Os trágicos incêndios no Ártico, que teve temperaturas passando dos 32°C, me instigaram a fazer uma sequência sobre FEEDBACKS CLIMÁTICOS. Então, lá vai...
Primeiro, o conceito. Feedbacks ou retroalimentações são mecanismos pelos quais o efeito interfere de volta na causa, amplificando-a (feedback positivo) ou enfraquecendo-a (feedback negativo). Importante: os termos "positivo" ou "negativo" não têm juízo de valor, como veremos.
Uma metáfora para facilitar o entendimento. Imagine que alguém, visivelmente nervoso, foi grosseiro com você. Dentre inúmeras possibilidades de desdobramentos, vamos falar de dois caminhos possíveis: o do "feedback positivo" e o do "feedback negativo".

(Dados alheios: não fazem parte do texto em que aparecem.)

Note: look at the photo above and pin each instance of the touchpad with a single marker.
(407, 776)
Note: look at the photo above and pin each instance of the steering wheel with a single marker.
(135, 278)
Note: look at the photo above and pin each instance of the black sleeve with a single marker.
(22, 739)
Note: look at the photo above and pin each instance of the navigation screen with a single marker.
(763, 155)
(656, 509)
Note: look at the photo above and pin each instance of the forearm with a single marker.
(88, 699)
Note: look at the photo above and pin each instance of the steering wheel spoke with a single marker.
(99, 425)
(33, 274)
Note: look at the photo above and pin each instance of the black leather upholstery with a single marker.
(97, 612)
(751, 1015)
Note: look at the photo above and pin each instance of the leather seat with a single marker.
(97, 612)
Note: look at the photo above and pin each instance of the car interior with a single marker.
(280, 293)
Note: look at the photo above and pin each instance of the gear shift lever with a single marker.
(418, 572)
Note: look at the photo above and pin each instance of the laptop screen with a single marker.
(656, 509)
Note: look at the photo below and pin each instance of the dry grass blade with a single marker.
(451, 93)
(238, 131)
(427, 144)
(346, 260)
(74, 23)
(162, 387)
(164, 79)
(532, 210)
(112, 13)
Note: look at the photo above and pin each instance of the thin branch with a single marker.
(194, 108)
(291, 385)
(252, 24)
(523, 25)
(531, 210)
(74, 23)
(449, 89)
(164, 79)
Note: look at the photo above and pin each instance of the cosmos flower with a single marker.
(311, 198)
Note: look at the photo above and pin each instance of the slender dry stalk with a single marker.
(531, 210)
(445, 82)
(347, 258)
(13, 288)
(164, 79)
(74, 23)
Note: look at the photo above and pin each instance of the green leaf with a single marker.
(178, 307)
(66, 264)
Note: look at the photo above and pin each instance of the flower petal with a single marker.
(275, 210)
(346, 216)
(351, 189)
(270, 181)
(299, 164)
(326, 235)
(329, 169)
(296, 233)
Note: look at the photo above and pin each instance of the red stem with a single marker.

No "feedback positivo", você grita mais alto, o sujeito xinga, você o ameaça, ele lhe agride, etc. O processo se amplifica e pode sair totalmente de controle.
No "feedback negativo", você mantém a tranquilidade e pede para o sujeito agir de outra maneira. Daí ele se tranquiliza, você age de maneira cordial, ele lhe pede desculpas, etc. O processo se encerra.
Então vamos lá?
1. FEEDBACK DO GELO-ALBEDO
Como se sabe o equilíbrio do sistema climático terrestre depende de um balanço de radiação que entra (solar, de onda curta, visível) e radiação que sai (terrestre, de onda longa, infravermelho).
Mas parte da radiação solar que incide sobre a Terra não é absorvida. É refletida diretamente para o espaço e sequer entra nesse balanço de energia. Essa reflexão é feita principalmente por superfícies claras: desertos, neve, geleiras, gelo marinho e mantos de gelo continentais.
A fração (ou porcentagem) da radiação que é refletida denomina-se ALBEDO. Quanto maior o albedo, menos radiação solar é absorvida. É fácil de entender se compararmos o conforto em usar uma roupa clara sob o sol, em contraste com o uso de uma roupa escura.
Mas como temos assistido, o Aquecimento Global reduz a cobertura de gelo. Geleiras em regiões montanhosas têm retraído. O gelo marinho, especialmente no Ártico, tem reduzido a cada ano, com perdas em volume da ordem de 70% no verão.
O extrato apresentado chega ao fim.